食欲も性欲も紙一重?!・・・映画「食べる女」

映画「食べる女」を観ました。



食べ物に関する古書店を営みつつ物書きをする敦子(トンコ)(小泉今日子)。彼女の家には、小料理屋を営む肉食女子美冬(鈴木京香)、編集担当で長らく恋をしていない圭子(沢尻エリカ)、優しくて料理のできる彼氏と同棲中の製作会社AP多実子(前田敦子)が集まり、おいしい食卓を囲み、お酒を飲み、女同士の楽しい宴を催していた。

そこに夫に捨てられた料理オンチのリサ(シャーロットケイフォックス)、夫に出て行かれ途方に暮れるパーツモデルツヤコ(壇蜜)、多実子がよく行くBarで働く珠美(山田優)、そしてそのBarで泥酔してつい男に持ち帰りされてしまうあかり(広瀬アリス)らが絡み、それを取り巻く男たち、食欲と性についての物語がそれぞれに紡がれていく。



とにかくみんな美味しそうに食べる食べる。
それは女たちを至福の顔にさせる手間暇と愛情が込められた素晴らしい料理の数々。

あるものは心を込めて料理を提供し、あるものは自分を料理に見立てて反省をする。
そしてあるものは料理によって捨てられ、食べることで救われる。

これでもか!というくらいの豪華共演陣。
それぞれの物語が細切れで進んでいくので、見飽きることなく進みます。

途中までは、「かもめ食堂」や「めがね」「プール」などを手がけられたスタッフのような匂いがちょっとするなと思っていましたが、小泉今日子扮するトン子のキャラクターが少し突出しすぎていたかな。生活もスタイルも浮世離れしていて、それがもっとうまく生かされると良かったなと思いました。
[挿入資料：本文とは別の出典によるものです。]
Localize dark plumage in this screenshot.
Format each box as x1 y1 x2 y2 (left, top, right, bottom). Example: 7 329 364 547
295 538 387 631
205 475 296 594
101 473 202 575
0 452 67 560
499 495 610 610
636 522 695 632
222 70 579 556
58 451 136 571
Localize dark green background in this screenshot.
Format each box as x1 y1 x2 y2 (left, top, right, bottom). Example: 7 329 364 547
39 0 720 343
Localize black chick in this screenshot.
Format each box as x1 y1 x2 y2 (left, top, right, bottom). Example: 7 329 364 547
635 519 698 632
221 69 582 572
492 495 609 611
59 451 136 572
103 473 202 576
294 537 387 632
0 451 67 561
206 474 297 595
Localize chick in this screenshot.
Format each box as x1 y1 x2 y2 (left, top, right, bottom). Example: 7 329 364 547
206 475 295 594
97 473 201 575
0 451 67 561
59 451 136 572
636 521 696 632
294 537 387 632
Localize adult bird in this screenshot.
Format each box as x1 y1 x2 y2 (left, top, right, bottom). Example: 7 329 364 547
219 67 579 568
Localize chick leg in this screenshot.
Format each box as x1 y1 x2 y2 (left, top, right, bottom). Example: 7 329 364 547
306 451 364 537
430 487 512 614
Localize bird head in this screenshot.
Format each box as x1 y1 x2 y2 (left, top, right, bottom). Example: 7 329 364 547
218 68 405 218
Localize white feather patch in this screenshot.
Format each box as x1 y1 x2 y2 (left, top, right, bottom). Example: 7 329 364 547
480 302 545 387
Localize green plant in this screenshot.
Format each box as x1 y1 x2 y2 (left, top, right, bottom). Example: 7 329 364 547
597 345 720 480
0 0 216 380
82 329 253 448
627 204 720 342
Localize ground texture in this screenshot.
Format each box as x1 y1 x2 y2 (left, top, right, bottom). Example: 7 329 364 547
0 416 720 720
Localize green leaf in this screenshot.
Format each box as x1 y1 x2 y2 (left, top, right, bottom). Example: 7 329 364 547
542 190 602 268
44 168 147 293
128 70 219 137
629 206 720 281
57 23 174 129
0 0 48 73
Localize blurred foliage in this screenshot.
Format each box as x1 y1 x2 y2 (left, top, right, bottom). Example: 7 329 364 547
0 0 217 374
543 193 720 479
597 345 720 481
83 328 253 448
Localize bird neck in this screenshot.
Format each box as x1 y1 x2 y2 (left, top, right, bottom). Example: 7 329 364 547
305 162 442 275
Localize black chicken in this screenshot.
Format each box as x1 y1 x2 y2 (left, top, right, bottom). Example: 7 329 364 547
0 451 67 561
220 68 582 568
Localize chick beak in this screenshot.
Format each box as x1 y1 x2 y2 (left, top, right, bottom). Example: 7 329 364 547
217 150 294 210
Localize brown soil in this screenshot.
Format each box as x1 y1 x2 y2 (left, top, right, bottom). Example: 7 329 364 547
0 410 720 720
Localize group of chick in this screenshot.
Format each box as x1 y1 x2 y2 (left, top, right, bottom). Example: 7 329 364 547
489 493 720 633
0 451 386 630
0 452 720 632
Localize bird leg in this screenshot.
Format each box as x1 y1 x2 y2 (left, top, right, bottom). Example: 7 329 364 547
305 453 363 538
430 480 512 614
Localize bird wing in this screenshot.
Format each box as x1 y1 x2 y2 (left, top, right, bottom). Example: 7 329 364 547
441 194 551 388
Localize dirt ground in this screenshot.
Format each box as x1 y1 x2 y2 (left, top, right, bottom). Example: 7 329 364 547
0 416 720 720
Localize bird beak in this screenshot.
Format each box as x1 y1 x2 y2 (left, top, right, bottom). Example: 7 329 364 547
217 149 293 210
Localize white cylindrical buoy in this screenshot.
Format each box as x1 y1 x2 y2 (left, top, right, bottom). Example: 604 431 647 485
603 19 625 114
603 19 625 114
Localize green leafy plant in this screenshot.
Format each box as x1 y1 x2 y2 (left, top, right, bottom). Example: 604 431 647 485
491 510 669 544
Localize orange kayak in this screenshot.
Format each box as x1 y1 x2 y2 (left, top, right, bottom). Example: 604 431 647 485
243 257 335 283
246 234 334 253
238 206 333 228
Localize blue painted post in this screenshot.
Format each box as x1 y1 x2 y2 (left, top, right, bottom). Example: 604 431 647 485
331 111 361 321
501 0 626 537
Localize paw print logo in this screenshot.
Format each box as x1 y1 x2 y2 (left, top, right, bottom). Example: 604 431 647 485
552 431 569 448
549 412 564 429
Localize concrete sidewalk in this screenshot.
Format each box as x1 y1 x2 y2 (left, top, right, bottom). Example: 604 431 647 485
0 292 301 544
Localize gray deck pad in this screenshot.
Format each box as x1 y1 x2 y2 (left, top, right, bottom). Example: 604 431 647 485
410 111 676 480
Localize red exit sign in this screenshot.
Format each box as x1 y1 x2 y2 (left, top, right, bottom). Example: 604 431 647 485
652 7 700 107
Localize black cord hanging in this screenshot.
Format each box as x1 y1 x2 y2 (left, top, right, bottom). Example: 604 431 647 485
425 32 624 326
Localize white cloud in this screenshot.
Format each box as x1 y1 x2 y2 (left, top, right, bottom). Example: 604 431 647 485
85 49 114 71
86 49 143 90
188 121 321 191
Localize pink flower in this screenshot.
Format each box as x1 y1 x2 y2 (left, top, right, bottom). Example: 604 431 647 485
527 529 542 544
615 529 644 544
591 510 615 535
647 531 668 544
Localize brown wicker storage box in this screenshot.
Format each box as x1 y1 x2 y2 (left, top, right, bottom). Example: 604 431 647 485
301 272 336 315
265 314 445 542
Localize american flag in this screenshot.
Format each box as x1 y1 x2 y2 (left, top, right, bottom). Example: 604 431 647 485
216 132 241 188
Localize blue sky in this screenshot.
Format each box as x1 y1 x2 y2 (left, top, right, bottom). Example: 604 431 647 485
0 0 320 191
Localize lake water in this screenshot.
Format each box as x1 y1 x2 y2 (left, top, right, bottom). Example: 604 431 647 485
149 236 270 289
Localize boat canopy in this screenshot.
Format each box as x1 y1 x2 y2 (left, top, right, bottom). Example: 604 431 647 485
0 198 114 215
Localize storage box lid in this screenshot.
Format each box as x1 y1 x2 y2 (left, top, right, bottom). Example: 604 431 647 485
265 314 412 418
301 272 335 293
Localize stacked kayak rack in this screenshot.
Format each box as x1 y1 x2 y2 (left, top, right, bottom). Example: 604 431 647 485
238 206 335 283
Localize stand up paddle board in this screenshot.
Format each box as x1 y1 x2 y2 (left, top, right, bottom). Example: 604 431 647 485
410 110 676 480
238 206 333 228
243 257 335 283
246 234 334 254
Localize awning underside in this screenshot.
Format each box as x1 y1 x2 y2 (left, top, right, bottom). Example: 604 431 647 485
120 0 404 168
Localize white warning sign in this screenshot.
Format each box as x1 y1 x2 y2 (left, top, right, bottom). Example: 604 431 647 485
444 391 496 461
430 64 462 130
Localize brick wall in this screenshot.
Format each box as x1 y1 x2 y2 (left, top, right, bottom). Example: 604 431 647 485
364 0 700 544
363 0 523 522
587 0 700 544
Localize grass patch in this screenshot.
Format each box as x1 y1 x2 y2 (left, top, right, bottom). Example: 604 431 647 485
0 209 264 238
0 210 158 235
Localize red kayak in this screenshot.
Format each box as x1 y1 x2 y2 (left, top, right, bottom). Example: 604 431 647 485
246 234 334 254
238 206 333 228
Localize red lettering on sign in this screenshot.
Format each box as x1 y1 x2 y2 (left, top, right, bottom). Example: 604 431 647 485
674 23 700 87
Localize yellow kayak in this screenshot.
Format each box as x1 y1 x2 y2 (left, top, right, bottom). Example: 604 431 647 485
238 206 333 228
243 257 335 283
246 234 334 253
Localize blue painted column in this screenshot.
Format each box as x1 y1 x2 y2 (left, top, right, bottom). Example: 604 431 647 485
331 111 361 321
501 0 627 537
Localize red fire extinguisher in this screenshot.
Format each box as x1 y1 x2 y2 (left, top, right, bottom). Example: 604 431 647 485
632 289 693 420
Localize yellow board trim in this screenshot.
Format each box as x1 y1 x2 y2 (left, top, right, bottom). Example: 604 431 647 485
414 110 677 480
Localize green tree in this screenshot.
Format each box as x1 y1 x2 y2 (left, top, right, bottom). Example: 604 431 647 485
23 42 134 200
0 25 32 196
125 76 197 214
恋するということと、食べるということ、シンプルですごく単純な欲望のことが様々なキャラクターによって浮かび上がってきて、誰しも思い当たるフシがあるかもしれない。
もしくはこの中だったら誰がいいな、ですとか。

一番可愛く見えたのは、酔った勢いですぐ男の人と「そういうこと」になっちゃうあかり(広瀬アリス)。全体的に許してしまうタイプのあかりは、男の人からいいように振り回されすぐに振られてしまう。その彼女がふらりと現れた男性に作るひき肉料理。手早くパパッと作れて、そんな得意料理を「まるで自分みたい」と言うのだけれど、シンプルにとっても美味しそうだった!!!

毎日の料理に飽き飽きしている人、一人暮らしで味気ない食事をしている人、片手間に見るのにとてもちょうど良い映画です。

劇中で圭子といい雰囲気になる男としてユースケサンタマリアが出てくるのですが、彼がいるのに事件が起こらないってなんだか不思議(笑)途中までは、何か企んでいるんじゃないか・・・と疑心暗鬼に見ていましたが、今回はとても平和で穏やかな料理自慢のサラリーマンでした。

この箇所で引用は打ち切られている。